Since June 2012, Israel has refused asylum seekers entry into its borders except for those who exhibit signs of torture. They turn them back to Egyptian soldiers who shoot those they see close to the border and subject them to inhuman and degrading treatment.
What is to be done?
(1) Pressure needs to be exerted upon:
- The UN: Faster services to refugees, better protection, improved security in the refugee camps and surroundings, better coordination with the local authorities, rehabilitation and assistance for victims of human trafficking.
- Sudan: The Sudanese government must tackle human trafficking in its country, have law enforcement of the border area, deal with corrupt Sudanese border guards and security personnel, and other accomplices to the crime, and to protect the refugees with effective security at the refugee camps.
- Ethiopia: Although the Ethiopian refugee camps have been the safest, the government can do better in apprehending the middlemen who openly work in these camps, luring many innocents into the traps of the Rashaida.
- Egypt: Stop the traffickers and free the victims. Control the Sinai region by putting in better law enforcement and legal actions against the perpetrators. Allow UN access to all the prison and detention centers to visit victims of trafficking and asylum seekers and also, to recognize the hostage and asylum seekers.
- Israel: Comply with international laws and norms for refugees and Geneva conventions. Acknowledge those fleeing persecution as refugees, rather than labeling them as infiltrators. Stop detaining asylum seekers without trial. Stop any planned deportation.
(2) Awareness in refugee camps: many of the refugees trapped by Rashaida or the Arab Bedouin never knew what they were getting into before it was too late. The information they usually get about the outside world is provided from the middlemen themselves. The awareness level is greater now. It requires greater effort from the UN and Eritreans from the diaspora to come up with a better mechanism on how to inform the refugees about all the horror that they face, and on a timely basis.
(3) Focus on Eritrean middlemen: these rogue middlemen should be identified and their origin traced, and all information regarding them be provided for everyone to see. Not only to protect potential victims from these butchers but for legal purposes so that they will not find refuge anywhere else in the world.
(4) Focus on the Eritrean government. The Eritrean government should be told to stop indefinite military service and collaboration with human traffickers and arms smugglers or face consequences.

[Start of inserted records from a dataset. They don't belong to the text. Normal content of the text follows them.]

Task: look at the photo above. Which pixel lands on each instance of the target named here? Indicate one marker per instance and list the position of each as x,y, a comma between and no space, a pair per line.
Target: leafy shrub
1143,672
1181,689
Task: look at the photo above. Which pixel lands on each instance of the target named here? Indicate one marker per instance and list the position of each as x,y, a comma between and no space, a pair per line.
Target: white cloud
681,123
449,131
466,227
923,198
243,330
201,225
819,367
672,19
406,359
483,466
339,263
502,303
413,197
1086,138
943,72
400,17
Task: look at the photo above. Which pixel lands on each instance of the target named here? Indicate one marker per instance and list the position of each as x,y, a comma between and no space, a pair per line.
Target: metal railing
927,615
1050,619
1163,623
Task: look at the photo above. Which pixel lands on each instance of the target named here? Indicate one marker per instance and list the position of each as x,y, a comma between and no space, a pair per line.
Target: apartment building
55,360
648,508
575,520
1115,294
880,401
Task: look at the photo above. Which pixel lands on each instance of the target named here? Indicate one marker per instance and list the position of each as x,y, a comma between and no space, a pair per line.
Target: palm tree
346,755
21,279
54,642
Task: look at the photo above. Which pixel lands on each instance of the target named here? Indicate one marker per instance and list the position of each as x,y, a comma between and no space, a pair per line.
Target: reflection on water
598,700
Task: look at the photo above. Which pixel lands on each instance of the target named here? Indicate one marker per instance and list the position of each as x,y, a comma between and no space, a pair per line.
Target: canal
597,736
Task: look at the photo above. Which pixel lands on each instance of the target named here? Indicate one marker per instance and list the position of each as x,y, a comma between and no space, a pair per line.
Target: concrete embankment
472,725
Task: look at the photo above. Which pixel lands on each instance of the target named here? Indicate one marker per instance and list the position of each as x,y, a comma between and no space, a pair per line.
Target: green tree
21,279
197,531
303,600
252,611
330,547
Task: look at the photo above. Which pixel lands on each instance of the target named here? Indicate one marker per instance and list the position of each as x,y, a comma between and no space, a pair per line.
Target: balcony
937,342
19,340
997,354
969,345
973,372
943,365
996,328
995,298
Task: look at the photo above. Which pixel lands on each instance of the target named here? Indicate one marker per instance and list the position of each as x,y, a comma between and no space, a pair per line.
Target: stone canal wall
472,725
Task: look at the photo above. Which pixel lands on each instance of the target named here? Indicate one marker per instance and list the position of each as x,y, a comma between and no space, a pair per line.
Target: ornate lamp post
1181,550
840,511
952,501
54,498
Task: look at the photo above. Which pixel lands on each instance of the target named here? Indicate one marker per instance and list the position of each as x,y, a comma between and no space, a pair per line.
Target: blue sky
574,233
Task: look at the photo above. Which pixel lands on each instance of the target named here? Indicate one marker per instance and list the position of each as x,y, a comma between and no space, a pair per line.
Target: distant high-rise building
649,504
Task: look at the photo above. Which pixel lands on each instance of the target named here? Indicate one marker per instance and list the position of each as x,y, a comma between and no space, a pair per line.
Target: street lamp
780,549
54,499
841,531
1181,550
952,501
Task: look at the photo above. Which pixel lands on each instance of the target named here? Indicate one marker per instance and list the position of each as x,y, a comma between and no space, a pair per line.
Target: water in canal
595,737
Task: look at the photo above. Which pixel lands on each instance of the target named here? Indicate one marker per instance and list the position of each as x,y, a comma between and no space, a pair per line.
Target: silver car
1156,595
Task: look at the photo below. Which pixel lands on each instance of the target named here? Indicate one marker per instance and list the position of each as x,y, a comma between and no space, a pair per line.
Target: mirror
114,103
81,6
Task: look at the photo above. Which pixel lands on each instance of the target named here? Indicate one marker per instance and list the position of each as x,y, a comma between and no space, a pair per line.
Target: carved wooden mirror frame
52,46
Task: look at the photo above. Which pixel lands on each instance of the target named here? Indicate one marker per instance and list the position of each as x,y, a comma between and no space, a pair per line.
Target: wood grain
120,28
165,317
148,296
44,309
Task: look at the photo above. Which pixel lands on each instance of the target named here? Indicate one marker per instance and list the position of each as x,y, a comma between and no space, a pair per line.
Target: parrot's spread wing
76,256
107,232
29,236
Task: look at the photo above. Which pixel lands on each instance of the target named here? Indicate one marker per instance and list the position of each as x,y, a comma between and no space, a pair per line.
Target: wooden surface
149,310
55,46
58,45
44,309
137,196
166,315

The UN body should be bold enough to take this matter into its hands, perhaps through The Special Rapporteur.
(5) The international community, the African Union, the European Union, and the UN: Condemn these barbaric acts and engage with the countries in the regions – Eritrean, Sudan, Egypt, and Israel.
Thank you very much.
Bio for Elizabeth Chyrum:
Founder and Director of Human Rights Concern Eritrea (HRCE) in London, which has been monitoring the worsening human rights situation in Eritrea and the plight of Eritrean asylum seekers since 2001. HRCE has documented and exposed the abusive practices of the Eritrean government, whichj appears at the bottom of most assessments of human rights and democratic governance. The organization has raised awareness by advocating, lobbying, documenting and conducting educational research.
Elsa Chyrum financed and directed the documentary, Eritrea: Voices of Torture. In January 2013 she was designated Woman of the Year by the Asmarino Independent. She has worked with Amnesty International, Doctors Without Borders, Christian Solidarity Worldwide, and other global organizations. She was instrumental in helping to get the UN Human Rights Council to appoint a Special Rapporteur to Eritrea in December 2012. She was given a Distinguished Medal Award of Excellence from the Eritrean Community for Human Rights and Refugee Protection in recognition for her work in 2009.